Dalam keterangan tertulis yang diterima di Jakarta, Sabtu, Pane menyatakan, dalam Pasal 31 ayat 4 UU Nomor 25/2009 tentang Pelayanan Publik, disebutkan penentu biaya atau tarif pelayanan publik ditetapkan dengan persetujuan DPR atau DPRD.
"Sementara penyesuaian tarif itu belum dibahas DPR dan belum ditetapkan DPR sehingga penerapan penyesuaian itu satu pelanggaran hukum," tuturnya.
Menurut Pane, hal itu justru ironi karena pihak yang melanggar adalah polisi, yang notabene adalah penegak hukum.
"Untuk itu IPW mendesak Kepolisian Indonesia segera membatalkan penyesuaian tarif pengurusan STNK, SIM, dan lain-lain itu," katanya.
Ia mengatakan Kepolisian Indonesia sebagai aparatur penegak hukum harus mampu memberi contoh agar seluruh komponen masyarakat di negeri ini patuh hukum dan taat pada undang undang.
"Jangan mentang-mentang sebagai institusi penegak hukum maka Kepolisian Indonesia bisa seenaknya melakukan pelanggaran hukum atau mengabaikan UU sehingga suatu produk, yakni penyesuaian tarif pengurusan STNK dan lain-lain yang belum dibahas DPR sesuai UU Pelayanan Publik, sudah ditetapkan dan diterapkan kepada publik," ujarnya.
Menurut dia, apabila Kepolisian Indonesia memang berkeinginan menaikkan tarif tersebut harus sabar menunggu pembahasan dan persetujuan DPR seperti yang diamanatkan UU Pelayanan Publik.

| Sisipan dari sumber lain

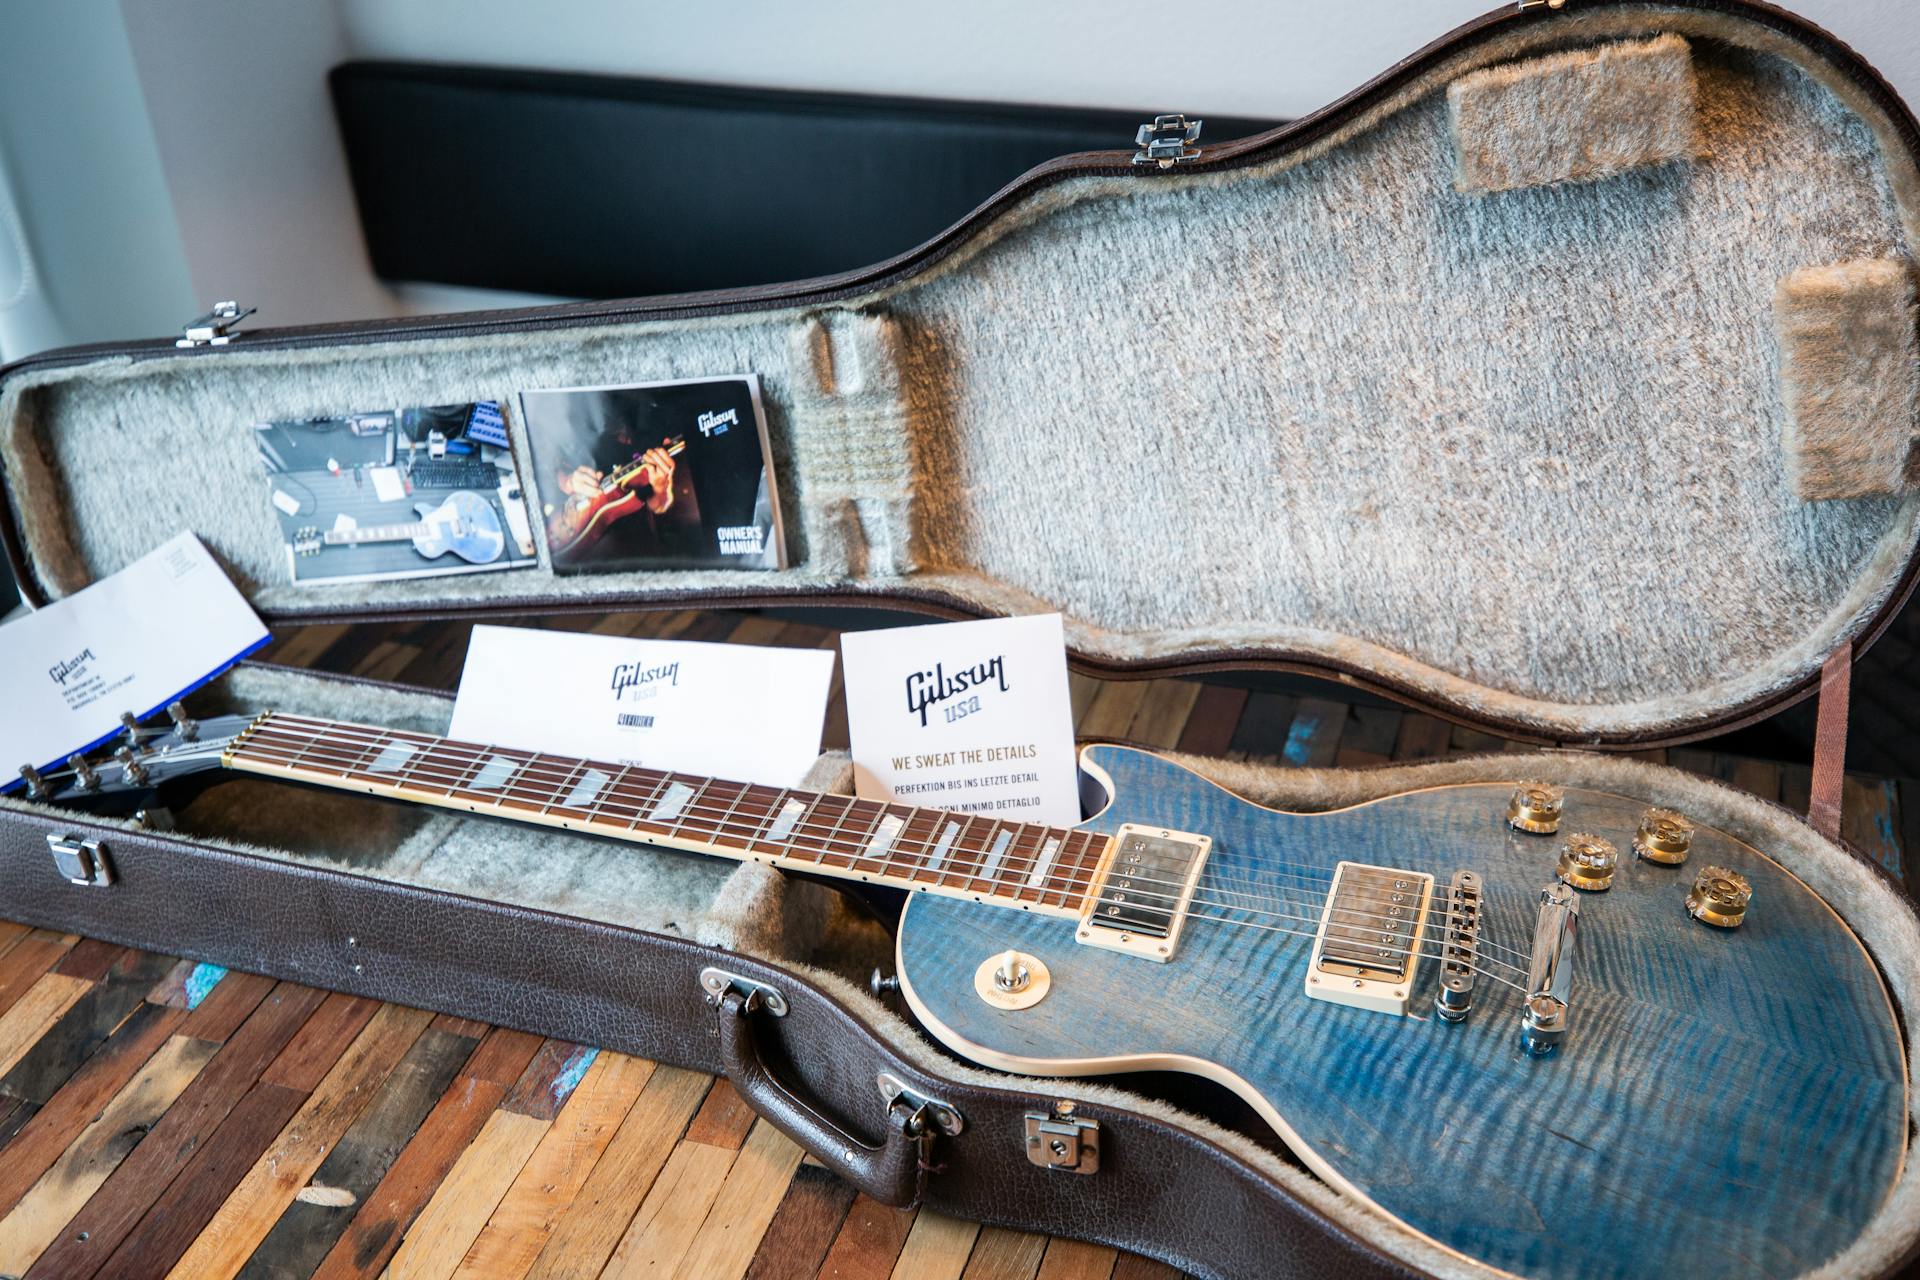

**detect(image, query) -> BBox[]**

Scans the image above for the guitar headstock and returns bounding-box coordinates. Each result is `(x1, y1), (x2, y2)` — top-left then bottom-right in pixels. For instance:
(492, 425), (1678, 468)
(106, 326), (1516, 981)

Sebelumnya, pemerintah telah mengeluarkan Peraturan Pemerintah (PP) Nomor 60/2016 menyangkut penyesuaian tarif untuk pengesahan STNK, penerbitan nomor registrasi kendaraan bermotor pilihan, penerbitan surat izin mengemudi, dan lain-lain.

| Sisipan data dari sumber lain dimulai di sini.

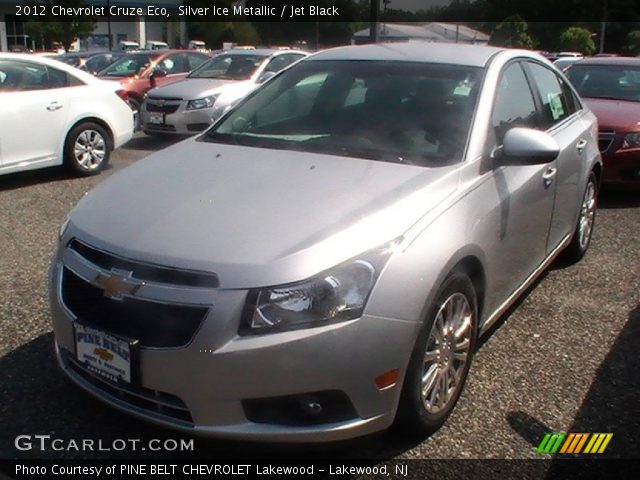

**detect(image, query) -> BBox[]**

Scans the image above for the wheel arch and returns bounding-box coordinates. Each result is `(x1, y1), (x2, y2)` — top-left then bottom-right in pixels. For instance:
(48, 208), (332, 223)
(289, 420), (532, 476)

(64, 117), (115, 150)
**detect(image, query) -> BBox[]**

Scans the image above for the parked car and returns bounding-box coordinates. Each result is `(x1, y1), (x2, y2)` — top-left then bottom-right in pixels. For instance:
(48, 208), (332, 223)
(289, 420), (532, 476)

(119, 41), (139, 51)
(49, 44), (601, 441)
(142, 49), (307, 135)
(97, 50), (210, 129)
(553, 56), (582, 72)
(0, 53), (133, 176)
(54, 51), (127, 75)
(146, 41), (169, 51)
(566, 57), (640, 188)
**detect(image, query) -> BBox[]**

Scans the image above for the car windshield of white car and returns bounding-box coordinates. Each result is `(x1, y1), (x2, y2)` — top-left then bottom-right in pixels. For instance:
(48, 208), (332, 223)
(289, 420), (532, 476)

(567, 65), (640, 102)
(99, 54), (154, 77)
(203, 60), (483, 166)
(189, 54), (266, 80)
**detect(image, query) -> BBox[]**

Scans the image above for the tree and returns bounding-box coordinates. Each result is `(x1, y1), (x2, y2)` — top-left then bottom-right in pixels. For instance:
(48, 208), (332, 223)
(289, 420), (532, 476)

(23, 0), (95, 52)
(489, 15), (535, 49)
(623, 30), (640, 55)
(559, 26), (596, 55)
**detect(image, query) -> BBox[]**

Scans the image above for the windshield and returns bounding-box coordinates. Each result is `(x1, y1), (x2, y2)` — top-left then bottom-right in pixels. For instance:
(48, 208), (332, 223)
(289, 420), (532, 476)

(567, 64), (640, 102)
(203, 60), (483, 165)
(99, 53), (154, 77)
(189, 54), (267, 80)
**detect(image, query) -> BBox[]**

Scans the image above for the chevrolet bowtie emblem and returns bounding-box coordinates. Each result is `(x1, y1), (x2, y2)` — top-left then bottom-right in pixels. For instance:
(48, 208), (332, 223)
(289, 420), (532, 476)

(93, 347), (114, 362)
(94, 270), (143, 300)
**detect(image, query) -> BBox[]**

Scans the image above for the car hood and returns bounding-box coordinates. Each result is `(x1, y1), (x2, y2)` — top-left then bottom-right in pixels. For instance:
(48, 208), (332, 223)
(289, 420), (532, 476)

(583, 97), (640, 131)
(147, 78), (238, 100)
(67, 140), (459, 288)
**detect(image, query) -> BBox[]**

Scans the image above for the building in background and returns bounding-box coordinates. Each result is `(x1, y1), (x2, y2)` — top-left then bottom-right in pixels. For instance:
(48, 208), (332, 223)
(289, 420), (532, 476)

(352, 22), (490, 45)
(0, 0), (187, 52)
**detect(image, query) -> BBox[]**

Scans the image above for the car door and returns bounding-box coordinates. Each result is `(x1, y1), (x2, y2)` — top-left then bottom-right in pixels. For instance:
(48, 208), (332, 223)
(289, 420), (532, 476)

(487, 61), (557, 299)
(523, 61), (589, 252)
(0, 59), (70, 169)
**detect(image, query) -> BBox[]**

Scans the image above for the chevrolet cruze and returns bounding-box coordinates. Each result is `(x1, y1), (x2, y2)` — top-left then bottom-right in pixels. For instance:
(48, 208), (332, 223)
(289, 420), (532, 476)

(49, 44), (601, 441)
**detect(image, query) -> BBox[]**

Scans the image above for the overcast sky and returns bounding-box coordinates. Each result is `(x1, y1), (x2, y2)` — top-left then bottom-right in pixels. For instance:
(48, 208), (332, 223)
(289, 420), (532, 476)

(390, 0), (451, 12)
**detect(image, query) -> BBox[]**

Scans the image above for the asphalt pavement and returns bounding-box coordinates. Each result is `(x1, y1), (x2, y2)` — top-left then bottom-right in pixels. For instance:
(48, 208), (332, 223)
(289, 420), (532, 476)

(0, 134), (638, 462)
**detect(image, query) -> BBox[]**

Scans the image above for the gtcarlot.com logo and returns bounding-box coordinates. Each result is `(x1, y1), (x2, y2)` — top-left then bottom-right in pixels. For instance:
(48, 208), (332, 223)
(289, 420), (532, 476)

(14, 435), (194, 452)
(537, 432), (613, 455)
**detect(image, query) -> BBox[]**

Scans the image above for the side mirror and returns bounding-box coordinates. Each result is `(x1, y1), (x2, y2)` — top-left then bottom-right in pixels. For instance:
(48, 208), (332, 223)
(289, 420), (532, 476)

(497, 128), (560, 165)
(257, 71), (276, 84)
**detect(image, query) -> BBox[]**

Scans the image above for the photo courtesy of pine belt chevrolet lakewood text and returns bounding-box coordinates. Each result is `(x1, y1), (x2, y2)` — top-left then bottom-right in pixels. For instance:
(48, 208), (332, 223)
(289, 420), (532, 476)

(49, 43), (602, 442)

Perihal ini tengah menjadi wacana yang hangat dibicarakan publik. Apalagi ada ketidaksamaan komentar dan sikap di antara unsur pemerintahan tentang ini. Tidak kurang Presiden Joko Widodo juga menyatakan bertanya atas besaran kenaikan seturut PP Nomor 60/2016 itu, yang adalah produk pemerintah.